AvalonBay Communities is offloading a major slice of its D.C. holdings, selling a four-building portfolio to Foulger Pratt for $447 million.
The Potomac, Maryland-based Foulger Pratt already closed on three properties totaling 1,110 units — two in NoMa and one in Gallery Place — with a fourth slated to follow in the coming weeks, Bisnow reported. The deal comes out to $358,000 per unit across 1,248 apartments.
The largest piece is the 469-unit Avalon First and M, which traded for $182 million and has been rebranded Mira First & M. Next door, the 438-unit AVA NoMa sold for $142 million and became Slate at NoMa.
In Gallery Place, the 203-unit Avalon at 770 Fifth Street NW went for $86 million and was renamed The Esquire on Fifth. Foulger Pratt financed that acquisition with a $59.4 million Capital One loan.

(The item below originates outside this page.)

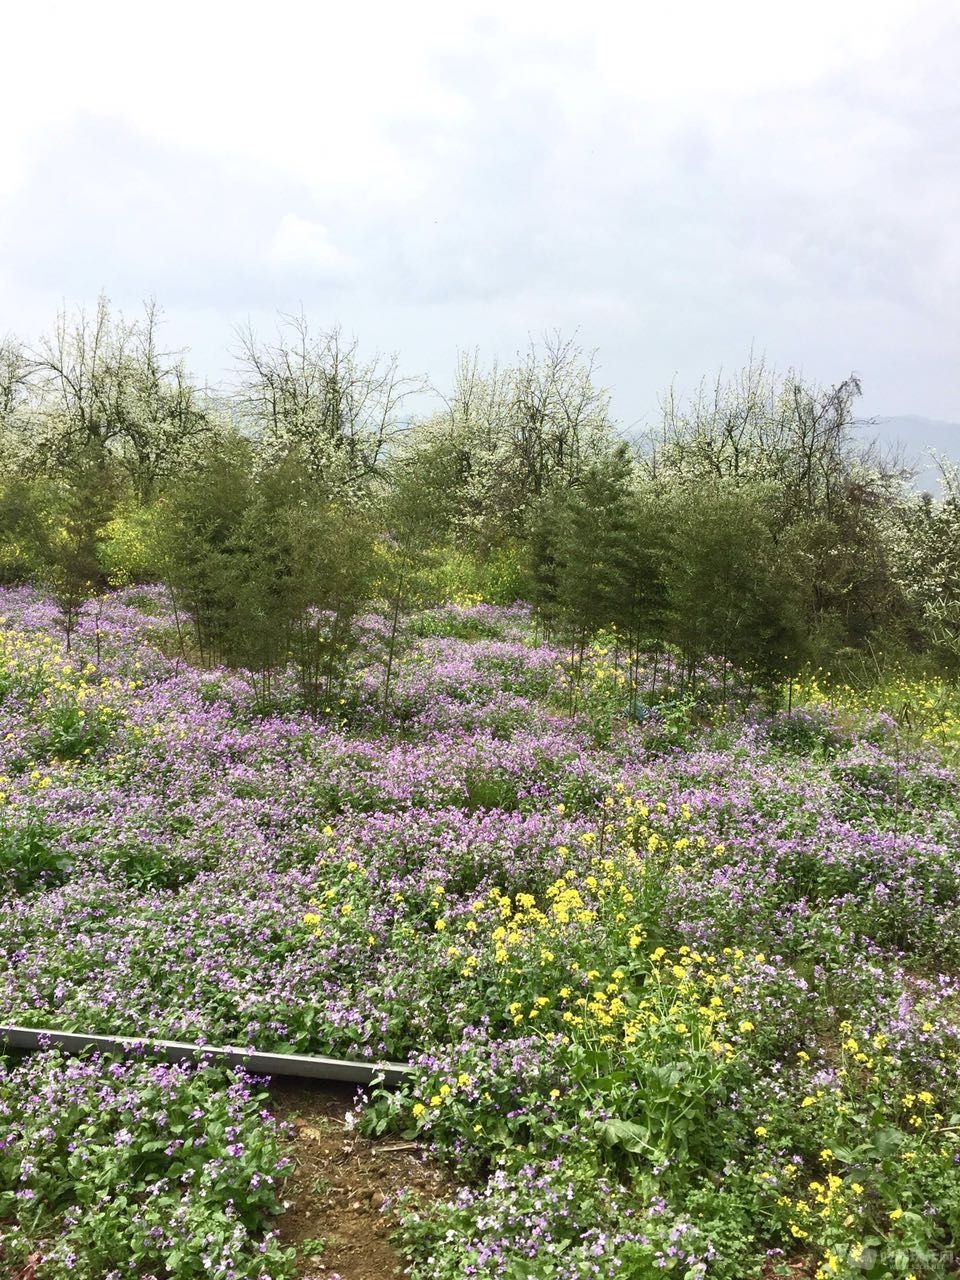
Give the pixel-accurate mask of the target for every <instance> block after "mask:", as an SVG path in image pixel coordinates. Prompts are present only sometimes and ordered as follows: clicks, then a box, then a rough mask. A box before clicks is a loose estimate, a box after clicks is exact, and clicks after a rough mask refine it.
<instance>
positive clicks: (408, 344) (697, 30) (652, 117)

Still to close is the 138-unit AVA H Street, priced at $36 million.
The buildings come with a handful of retail tenants spread across the portfolio, including a Starbucks at Mira First & M and a Streets Market with Andy’s Pizza inside Slate at NoMa.
Foulger Pratt partnered with PCCP and Tryline Capital on the deal.

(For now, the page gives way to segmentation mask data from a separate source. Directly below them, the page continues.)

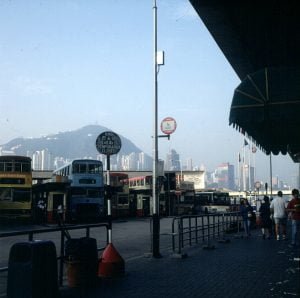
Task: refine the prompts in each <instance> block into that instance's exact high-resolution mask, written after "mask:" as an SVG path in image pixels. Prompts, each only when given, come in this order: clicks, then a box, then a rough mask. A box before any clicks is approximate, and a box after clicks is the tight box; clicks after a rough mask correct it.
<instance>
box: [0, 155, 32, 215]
mask: <svg viewBox="0 0 300 298" xmlns="http://www.w3.org/2000/svg"><path fill="white" fill-rule="evenodd" d="M31 200H32V169H31V158H29V157H26V156H14V155H9V156H0V217H1V218H24V219H30V218H31V215H32V214H31Z"/></svg>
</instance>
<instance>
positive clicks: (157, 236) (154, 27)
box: [152, 0, 161, 258]
mask: <svg viewBox="0 0 300 298" xmlns="http://www.w3.org/2000/svg"><path fill="white" fill-rule="evenodd" d="M153 24H154V28H153V29H154V30H153V31H154V47H153V60H154V61H153V66H154V69H153V70H154V73H153V74H154V125H153V130H154V132H153V136H154V137H153V174H152V199H153V216H152V237H153V238H152V256H153V257H155V258H158V257H160V256H161V255H160V252H159V233H160V227H159V225H160V223H159V209H158V205H159V204H158V196H157V185H156V184H157V165H158V136H157V97H158V96H157V70H158V69H157V6H156V0H153Z"/></svg>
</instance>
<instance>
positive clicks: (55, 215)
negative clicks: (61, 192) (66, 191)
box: [48, 193, 66, 222]
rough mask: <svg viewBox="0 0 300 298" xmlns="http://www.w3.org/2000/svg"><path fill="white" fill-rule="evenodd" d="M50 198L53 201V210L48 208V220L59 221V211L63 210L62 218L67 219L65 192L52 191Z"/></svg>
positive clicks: (62, 211) (62, 212)
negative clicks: (62, 192)
mask: <svg viewBox="0 0 300 298" xmlns="http://www.w3.org/2000/svg"><path fill="white" fill-rule="evenodd" d="M49 200H51V201H52V204H51V205H52V210H48V221H49V222H57V220H58V212H61V214H62V218H63V219H65V206H66V202H65V196H64V194H63V193H52V194H51V195H50V196H49Z"/></svg>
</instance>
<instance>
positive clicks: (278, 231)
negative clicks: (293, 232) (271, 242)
mask: <svg viewBox="0 0 300 298" xmlns="http://www.w3.org/2000/svg"><path fill="white" fill-rule="evenodd" d="M285 208H286V201H285V199H284V198H283V197H282V191H278V193H277V197H276V198H275V199H273V200H272V202H271V205H270V209H271V212H272V214H273V217H274V222H275V233H276V239H277V240H280V232H281V233H282V239H283V240H285V239H286V222H287V214H286V209H285Z"/></svg>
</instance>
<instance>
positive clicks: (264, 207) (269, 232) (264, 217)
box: [259, 196, 272, 239]
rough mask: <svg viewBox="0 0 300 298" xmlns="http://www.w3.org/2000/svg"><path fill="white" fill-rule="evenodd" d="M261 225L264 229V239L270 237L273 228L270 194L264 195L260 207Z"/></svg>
mask: <svg viewBox="0 0 300 298" xmlns="http://www.w3.org/2000/svg"><path fill="white" fill-rule="evenodd" d="M259 216H260V226H261V231H262V236H263V239H266V237H267V239H270V235H271V233H270V231H271V229H272V220H271V218H270V216H271V210H270V200H269V197H268V196H264V198H263V201H262V202H261V206H260V208H259Z"/></svg>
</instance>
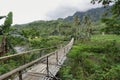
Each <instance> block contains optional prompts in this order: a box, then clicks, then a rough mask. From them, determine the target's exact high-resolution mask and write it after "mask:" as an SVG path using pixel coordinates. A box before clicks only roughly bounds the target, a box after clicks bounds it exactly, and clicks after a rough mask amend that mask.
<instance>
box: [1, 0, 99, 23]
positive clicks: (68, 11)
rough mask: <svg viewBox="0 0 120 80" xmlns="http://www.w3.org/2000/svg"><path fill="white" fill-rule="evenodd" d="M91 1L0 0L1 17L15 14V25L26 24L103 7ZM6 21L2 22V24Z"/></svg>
mask: <svg viewBox="0 0 120 80" xmlns="http://www.w3.org/2000/svg"><path fill="white" fill-rule="evenodd" d="M90 1H91V0H0V16H2V15H7V14H8V13H9V12H10V11H12V12H13V24H24V23H29V22H32V21H36V20H55V19H57V18H65V17H67V16H71V15H73V14H74V13H75V12H76V11H86V10H89V9H91V8H96V7H101V5H100V4H99V5H98V4H96V5H93V4H91V3H90ZM3 21H4V20H0V24H1V23H3Z"/></svg>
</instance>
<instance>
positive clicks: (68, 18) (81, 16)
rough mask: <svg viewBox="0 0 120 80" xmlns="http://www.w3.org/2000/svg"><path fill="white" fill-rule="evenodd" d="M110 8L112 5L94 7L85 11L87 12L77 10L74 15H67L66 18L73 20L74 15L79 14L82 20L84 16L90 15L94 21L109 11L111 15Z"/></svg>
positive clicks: (89, 16)
mask: <svg viewBox="0 0 120 80" xmlns="http://www.w3.org/2000/svg"><path fill="white" fill-rule="evenodd" d="M110 8H111V6H108V7H106V8H104V7H101V8H94V9H90V10H88V11H85V12H76V13H75V14H74V15H73V16H68V17H66V18H65V20H66V21H72V20H73V18H74V16H78V17H79V18H80V20H82V19H83V17H84V16H86V15H87V16H89V17H90V19H91V20H92V21H98V20H100V19H101V18H102V17H103V15H105V14H107V13H108V15H107V16H110V15H111V13H110Z"/></svg>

The three closed properties were 95 percent leased at the time of sale. Foulger Pratt plans renovations as part of a value-add strategy. The acquisitions expand its D.C. portfolio to more than 2,900 units, while AvalonBay is left with about 1,500 apartments in the city proper.
For AvalonBay, the sales are part of a broader pruning effort. On its July earnings call, Chief Investment Officer Matthew Birenbaum said the REIT had multiple dispositions in the works across D.C., Seattle and New York.
He noted that D.C. deals proved “particularly challenging” under the city’s Tenant Opportunity to Purchase Act, which gives renters first crack at buying their buildings. At the H Street property, tenants exercised their rights but ultimately assigned them to Foulger Pratt.
This year, the Virginia-based REIT agreed to double its stake in the Texas multifamily market by buying two apartment communities in Austin and six in the Dallas-Fort Worth area in a nearly $620 million deal.